31 May 2009

MBA Ethics Oaths

Today’s Times reported that both Harvard and Columbia had instituted variations on a theme: an ethics oath for newly minted MBA graduates. It appears that Harvard’s is more voluntary but also requires a pro-active step; Columbia’s is built into the honors code and is assumed to apply for the entire career yet to be for all in the Columbia B-School orbit.

The article seemed to suggest that ethically driven financial wizards will restrain their greed for the greater good – because of the power of an oath. It is a well meaning and timely initiative. Who can criticize the welcome introduction of an ethics mandate in a curriculum committed to learning all the effective, efficient, innovative, and emerging ways to make money? Surely….

Teaching ethics is a necessary but insufficient way to imbue good behavior. Over 30 years ago, I taught some seminars in medical ethics at a medical school. They were well received and the discussions were lively and sincere. I am told that such courses and seminars are even more prevalent today. Yet, I regret to say, that over the years, I have come across a number of doctors, for whom that thinking was left at the academy gates. When challenged, they had plenty of exculpatory explanations, but it was clear that, when it might have mattered most, ethics was the furthest thing from their mind. Were it not for professional expectations and even laws which help mandate that ethics, however defined, are part of the system, one wonders how internalized these issues would be.

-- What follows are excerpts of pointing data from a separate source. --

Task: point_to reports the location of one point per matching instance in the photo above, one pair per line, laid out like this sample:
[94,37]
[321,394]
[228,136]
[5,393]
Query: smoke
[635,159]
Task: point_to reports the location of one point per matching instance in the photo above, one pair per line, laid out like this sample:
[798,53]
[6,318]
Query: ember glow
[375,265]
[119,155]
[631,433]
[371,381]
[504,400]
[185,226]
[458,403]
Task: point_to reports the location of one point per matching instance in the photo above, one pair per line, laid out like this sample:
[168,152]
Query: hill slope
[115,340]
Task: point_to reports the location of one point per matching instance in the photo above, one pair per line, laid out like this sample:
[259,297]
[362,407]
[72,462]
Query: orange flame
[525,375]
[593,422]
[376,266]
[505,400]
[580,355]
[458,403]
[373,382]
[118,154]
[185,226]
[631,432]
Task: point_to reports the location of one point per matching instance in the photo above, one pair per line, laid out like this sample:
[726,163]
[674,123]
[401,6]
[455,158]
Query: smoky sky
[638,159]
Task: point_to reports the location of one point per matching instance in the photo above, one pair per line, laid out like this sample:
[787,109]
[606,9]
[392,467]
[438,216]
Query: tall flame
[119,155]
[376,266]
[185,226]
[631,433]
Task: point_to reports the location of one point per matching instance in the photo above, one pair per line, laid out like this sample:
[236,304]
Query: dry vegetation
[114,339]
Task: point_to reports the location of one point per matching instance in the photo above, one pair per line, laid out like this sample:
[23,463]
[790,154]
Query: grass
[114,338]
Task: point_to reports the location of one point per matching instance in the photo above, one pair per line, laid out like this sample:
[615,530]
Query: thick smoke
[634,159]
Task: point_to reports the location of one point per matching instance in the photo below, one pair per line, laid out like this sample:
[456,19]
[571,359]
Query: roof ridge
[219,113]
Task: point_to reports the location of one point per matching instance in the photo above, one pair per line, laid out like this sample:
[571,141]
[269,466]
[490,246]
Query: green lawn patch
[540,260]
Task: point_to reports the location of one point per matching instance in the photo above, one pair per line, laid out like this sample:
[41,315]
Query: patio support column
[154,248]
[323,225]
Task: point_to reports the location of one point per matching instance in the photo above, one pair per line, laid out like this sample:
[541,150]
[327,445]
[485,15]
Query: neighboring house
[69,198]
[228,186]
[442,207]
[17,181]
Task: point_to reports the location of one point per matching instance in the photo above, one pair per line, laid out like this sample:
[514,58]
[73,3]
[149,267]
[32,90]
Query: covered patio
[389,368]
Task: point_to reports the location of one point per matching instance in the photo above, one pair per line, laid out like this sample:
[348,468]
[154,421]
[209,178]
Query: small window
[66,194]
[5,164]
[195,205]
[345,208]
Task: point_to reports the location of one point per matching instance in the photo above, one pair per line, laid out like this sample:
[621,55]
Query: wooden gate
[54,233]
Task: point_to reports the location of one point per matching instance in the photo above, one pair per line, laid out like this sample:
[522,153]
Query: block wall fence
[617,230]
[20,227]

To return to our issue, I am one who believes that greed was not the driving force which led to the dismantling of the world financial order over the last 18 months. Greed isn’t new; it is not that many steps removed from attributes we respect such as ambition and drive. I am not at all persuaded that the Wall Street and hedge fund hotshots of the last era were greedier than their predecessors, or of most others not in the industry.

I do believe though that there has been a more perverse dilemma characteristic of the era we are concluding: and that is arrogance. Greed is having personal interest beyond reasonable expectation, even at the expense of others. Arrogance is that the rules don’t even apply, that one is above or beyond them.

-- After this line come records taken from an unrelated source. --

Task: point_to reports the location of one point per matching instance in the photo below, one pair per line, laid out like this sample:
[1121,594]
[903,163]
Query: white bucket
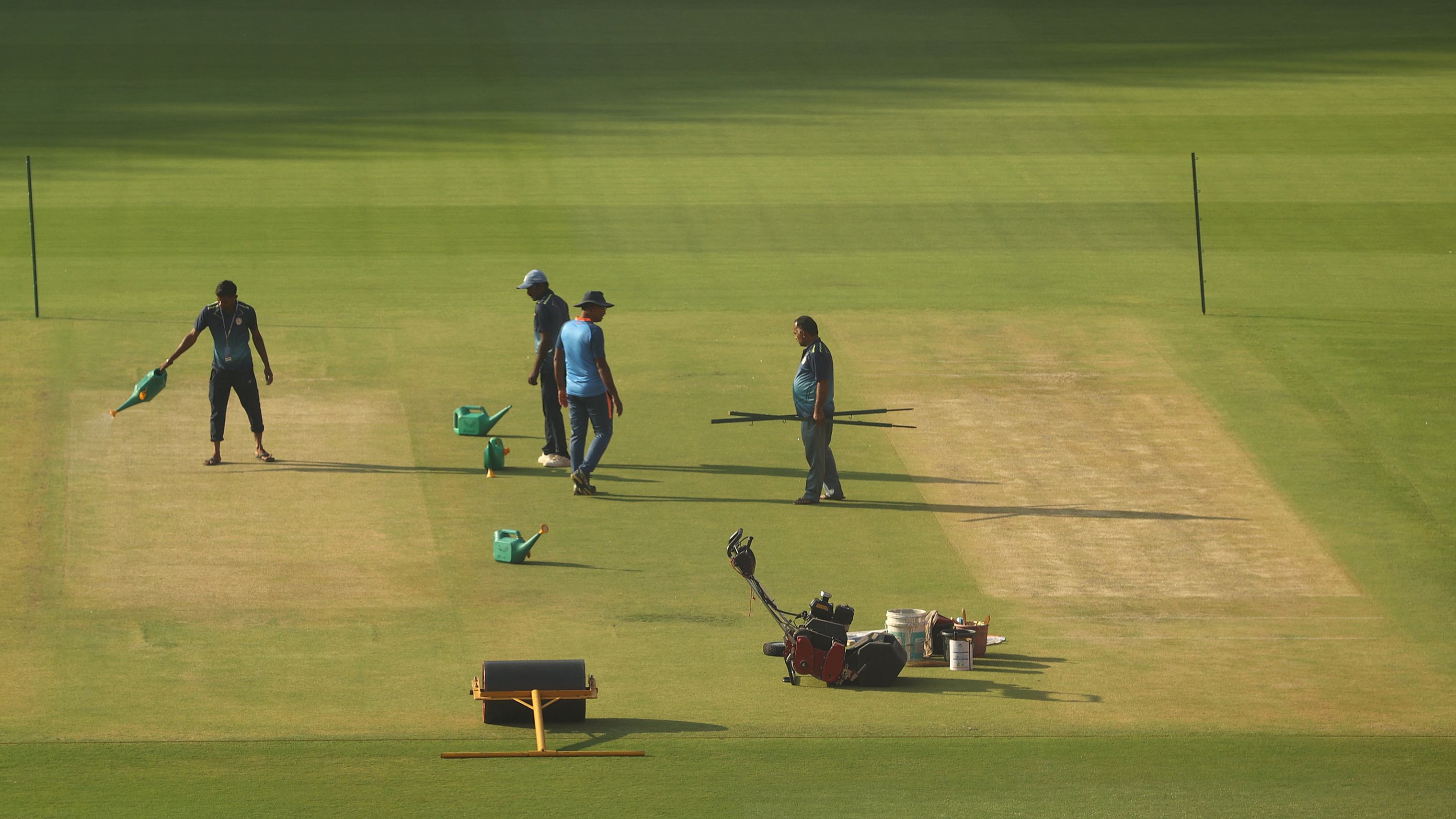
[909,627]
[959,651]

How else to explain the push to dismantle regulation? How else to explain financial advisors who sit on non profit boards and push investments to their own firms, feeling that conflict of interest or prudent investor rules can be by-passed? How else to explain a sense of entitlement regardless of impact on others or even proven results?

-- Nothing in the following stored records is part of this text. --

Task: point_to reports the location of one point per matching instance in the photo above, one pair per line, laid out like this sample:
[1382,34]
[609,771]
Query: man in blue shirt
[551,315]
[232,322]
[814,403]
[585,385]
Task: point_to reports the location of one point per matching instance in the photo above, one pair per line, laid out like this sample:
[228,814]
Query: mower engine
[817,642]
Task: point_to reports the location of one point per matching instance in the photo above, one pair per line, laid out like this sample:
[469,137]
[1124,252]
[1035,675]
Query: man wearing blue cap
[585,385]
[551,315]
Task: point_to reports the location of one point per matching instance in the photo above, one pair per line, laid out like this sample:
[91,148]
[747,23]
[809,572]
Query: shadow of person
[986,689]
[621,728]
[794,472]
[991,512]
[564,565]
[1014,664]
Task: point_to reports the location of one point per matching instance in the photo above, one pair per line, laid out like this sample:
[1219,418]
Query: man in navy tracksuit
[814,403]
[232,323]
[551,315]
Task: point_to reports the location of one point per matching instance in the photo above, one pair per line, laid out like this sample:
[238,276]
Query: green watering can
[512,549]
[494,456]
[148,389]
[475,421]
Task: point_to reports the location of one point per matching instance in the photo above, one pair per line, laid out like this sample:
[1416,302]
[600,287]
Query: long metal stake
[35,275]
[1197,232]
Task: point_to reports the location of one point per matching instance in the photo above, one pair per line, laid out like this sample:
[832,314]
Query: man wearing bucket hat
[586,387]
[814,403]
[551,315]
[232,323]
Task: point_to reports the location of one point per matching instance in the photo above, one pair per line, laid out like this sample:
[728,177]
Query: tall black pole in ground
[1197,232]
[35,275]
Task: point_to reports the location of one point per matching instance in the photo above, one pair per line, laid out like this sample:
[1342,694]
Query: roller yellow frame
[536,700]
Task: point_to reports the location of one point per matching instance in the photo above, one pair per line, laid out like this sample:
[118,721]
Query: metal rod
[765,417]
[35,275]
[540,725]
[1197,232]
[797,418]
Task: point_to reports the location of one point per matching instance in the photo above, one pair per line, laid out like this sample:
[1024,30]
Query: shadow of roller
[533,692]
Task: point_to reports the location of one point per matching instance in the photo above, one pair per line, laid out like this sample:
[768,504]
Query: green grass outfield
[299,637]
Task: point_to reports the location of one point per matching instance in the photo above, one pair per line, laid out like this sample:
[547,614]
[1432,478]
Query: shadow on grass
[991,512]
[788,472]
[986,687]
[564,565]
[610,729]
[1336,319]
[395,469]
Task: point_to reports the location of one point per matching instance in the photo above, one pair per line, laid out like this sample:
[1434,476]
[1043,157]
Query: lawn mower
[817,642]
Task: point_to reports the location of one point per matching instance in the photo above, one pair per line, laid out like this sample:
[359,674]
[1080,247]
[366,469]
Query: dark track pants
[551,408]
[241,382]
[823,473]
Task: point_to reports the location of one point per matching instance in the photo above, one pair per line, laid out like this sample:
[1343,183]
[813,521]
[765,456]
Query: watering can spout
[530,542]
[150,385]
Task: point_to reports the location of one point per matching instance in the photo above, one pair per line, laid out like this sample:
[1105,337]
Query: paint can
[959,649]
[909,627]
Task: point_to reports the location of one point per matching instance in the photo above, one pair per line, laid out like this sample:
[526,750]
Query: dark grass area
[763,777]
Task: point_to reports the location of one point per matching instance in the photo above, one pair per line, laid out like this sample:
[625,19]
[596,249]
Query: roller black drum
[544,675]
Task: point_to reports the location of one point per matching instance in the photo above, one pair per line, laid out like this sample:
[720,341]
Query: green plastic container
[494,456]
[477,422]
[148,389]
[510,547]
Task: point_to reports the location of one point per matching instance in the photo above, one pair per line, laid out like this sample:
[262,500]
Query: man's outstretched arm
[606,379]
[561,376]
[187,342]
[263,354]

We still have rules and used to have even more to limit greed; but arrogance defies easy legislative fixes. One hopes that the corrective of lost pride, wealth, and credibility will do what best practices and rules didn’t – bring a sense of propriety, humility, and balance to the next era. But to do so will require more than ethics oaths. If one doesn’t believe rules apply, what does an honor code mean? It will require a social expectation that judges such behavior, and boards which insist that they indeed do have a higher calling.

Some years ago, I had lunch at a famous restaurant with the scion of the wealthy family which had part ownership of this destination dining spot. There was a dress code for men – sport jackets or suits required. The scion chose to come in a dress t-shirt. The maître d quietly offered a jacket kept for such occasions. My young luncheon companion politely declined the offer – and then commented to me after the maître d was out of earshot. He confided, “Ownership should have its privileges.” Sitting there, I could imagine his father responding more emphatically, and with not a little bit of pique, “No, ownership should have its responsibilities!”

Ethics knows that there are rules; responsibility is knowing the difference.